3月8日は、Festa della Donna(フェスタ・デッラ・ドンナ)、「女性の日」でした。
この日、イタリアでは、男性が女性にミモザの花をプレゼントします。
町のあちこちで、ミモザを片手に歩く女性の姿が見受けられました。
一見華やかな女性の日。
男性からプレゼントを受け、喜ぶ人もいれば、女性同士で楽しく過ごす人もいます。
女性が自由を楽しむのが普通な現在ですが、そこには、長い歴史上、この日にちなんだ悲しいストーリーがあるのです。
時は、1908年。
ニューヨークのワイシャツ工場で火災が発生します。146人もの命が失われた中、そのうちの123人が女性であったのです。多くの被害者は、イタリアから職を求めてやってきた移民だったということがわかりました。火災時、外から鍵を掛けられた状態だったそうで、逃げることもできずに失った命。当時の移民の女性に対する扱いは、まさに奴隷のようであったと言われています。

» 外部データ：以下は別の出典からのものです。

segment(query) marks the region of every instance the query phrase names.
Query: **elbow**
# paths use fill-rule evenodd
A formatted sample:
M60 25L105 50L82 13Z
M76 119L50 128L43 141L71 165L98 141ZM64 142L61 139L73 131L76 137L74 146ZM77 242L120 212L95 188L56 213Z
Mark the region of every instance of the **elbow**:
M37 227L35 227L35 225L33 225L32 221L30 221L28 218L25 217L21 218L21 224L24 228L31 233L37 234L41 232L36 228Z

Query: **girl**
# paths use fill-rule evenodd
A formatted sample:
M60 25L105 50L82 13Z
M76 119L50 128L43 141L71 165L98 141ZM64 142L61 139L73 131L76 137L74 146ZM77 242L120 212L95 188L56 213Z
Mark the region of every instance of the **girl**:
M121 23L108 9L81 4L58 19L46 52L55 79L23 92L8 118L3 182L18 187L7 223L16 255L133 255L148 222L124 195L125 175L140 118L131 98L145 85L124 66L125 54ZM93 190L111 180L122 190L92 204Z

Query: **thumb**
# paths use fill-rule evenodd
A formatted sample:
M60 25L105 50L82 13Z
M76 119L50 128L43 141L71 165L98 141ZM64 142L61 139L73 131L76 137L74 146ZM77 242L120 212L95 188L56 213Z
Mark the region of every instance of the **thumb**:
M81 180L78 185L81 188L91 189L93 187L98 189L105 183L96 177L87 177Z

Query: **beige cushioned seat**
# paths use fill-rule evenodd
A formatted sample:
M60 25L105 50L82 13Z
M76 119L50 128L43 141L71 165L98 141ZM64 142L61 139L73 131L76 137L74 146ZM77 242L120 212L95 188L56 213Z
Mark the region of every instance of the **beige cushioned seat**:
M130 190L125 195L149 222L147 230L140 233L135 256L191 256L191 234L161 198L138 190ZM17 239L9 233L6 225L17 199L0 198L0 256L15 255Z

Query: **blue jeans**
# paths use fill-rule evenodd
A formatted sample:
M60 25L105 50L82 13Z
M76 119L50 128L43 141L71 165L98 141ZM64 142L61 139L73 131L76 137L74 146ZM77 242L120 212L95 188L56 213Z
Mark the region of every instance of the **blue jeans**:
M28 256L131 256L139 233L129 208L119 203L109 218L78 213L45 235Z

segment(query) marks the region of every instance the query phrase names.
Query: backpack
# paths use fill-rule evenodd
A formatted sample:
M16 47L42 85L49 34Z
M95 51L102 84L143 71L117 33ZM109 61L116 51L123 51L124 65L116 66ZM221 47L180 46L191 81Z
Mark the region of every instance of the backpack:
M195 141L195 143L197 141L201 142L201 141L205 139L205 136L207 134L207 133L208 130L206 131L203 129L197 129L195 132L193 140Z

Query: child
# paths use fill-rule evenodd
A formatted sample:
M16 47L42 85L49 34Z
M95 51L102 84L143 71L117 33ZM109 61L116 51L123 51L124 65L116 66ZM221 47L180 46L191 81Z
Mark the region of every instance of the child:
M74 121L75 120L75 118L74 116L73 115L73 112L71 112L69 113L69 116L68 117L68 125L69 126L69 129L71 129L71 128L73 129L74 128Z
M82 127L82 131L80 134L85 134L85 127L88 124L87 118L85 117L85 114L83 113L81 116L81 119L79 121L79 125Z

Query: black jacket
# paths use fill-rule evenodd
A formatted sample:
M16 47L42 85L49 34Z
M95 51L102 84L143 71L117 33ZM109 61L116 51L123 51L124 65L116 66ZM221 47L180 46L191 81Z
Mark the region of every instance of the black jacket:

これを機に、女性の開放宣言がうたわれ、その運動をきっかけに、この日が「女性の日」とうたわれるようになったのです。
火災が起こった工場の跡地には、一本の黄色い花を咲かせる木が残っていました。
それが、ミモザの木であったと言われています。
女性が今、男性同様、活躍の場を得られるようになったのも、実は、こういった悲しいストーリーがあってのことだと思うと、胸にくるものがあります。
花屋さんの前には、黄色の綺麗な花が売られていました。
イタリアではこの日、大掛かりなストライキが繰り広げられていました。
女性に対する暴力に反したデモを行うためにです。
時代が変わっても、問題は尽きないのだと思わずにはいられません。
「今」という時代を楽しく過ごすことができること。
これ以外の幸せはないなぁと、この悲しいストーリーを知って、改めて思うのです。
「ミモザ」という名のケーキ。
フワッと柔らかく、甘い、まるで、「女性」を表現しているかのようなお菓子。
その日、スーパーで、ひときわ美味しそうに見えたのでした。